Data Sharing Statement
The unadjusted data that underlies the findings of this article will be accessible by the authors, free from any undue constraints.
Ethics Statement
The studies involving human participants were reviewed and approved by local Ethics Committee of Beijing Anzhen Hospital, Capital Medical University (IRB number: 2016034x). Written informed consent for participation was not required for this study in accordance with the national legislation and the institutional requirements.

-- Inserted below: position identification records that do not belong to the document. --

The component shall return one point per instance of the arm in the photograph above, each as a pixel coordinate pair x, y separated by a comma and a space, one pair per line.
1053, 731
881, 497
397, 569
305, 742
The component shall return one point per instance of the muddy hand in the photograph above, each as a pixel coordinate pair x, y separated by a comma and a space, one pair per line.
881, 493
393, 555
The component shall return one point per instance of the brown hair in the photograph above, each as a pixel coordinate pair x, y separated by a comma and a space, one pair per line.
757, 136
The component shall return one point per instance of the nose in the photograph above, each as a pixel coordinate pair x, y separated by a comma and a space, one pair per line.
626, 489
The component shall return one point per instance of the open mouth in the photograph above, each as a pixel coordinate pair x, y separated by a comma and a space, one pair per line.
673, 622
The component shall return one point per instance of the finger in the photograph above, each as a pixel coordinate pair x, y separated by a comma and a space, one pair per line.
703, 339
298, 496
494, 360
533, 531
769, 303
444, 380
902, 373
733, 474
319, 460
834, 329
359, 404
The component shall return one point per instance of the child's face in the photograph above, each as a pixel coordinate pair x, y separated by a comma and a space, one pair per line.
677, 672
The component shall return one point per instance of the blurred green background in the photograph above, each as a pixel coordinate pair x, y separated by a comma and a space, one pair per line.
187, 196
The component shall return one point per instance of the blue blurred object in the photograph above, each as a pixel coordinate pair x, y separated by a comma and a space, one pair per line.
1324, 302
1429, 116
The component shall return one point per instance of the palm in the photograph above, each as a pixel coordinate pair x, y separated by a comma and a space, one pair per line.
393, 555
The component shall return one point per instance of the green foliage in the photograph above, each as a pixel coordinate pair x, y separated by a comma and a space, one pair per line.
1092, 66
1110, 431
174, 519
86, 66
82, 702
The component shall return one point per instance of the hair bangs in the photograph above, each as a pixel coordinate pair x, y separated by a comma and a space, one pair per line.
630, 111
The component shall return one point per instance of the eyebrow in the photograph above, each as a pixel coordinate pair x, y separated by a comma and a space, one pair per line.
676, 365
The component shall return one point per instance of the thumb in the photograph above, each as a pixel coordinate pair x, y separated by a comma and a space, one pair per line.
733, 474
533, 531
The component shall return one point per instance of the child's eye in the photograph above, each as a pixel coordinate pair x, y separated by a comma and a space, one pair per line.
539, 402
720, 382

Statement for Patient Data Confidentiality
We are fully committed to protecting the privacy and confidentiality of our patients’ personal health information. Our organization strictly adheres to all applicable laws, regulations, and ethical standards related to the confidentiality of patient information. We have implemented robust security measures to ensure that patient data is protected from unauthorized access, disclosure, alteration, or destruction. All employees who have access to patient information are required to sign confidentiality agreements and receive regular training on our privacy policies and procedures. We maintain strict access controls to limit access to patient information only to those who need it to perform their job duties. We value the trust that our patients place in us, and we are committed to maintaining the highest standards of confidentiality and privacy protection.
Author Contributions
All authors made a significant contribution to the work reported, whether that is in the conception, study design, execution, acquisition of data, analysis and interpretation, or in all these areas; took part in drafting, revising or critically reviewing the article; gave final approval of the version to be published; have agreed on the journal to which the article has been submitted; and agree to be accountable for all aspects of the work.
Funding
This work was supported by the National Key Research and Development Program of China (2022YFC3602500), National Natural Science Foundation Youth Project (82200405), and Beijing Municipal Health Commission (2022-2-1052, Zhi-Jian Wang).
Disclosure
The authors declare that they have no competing interests in this work.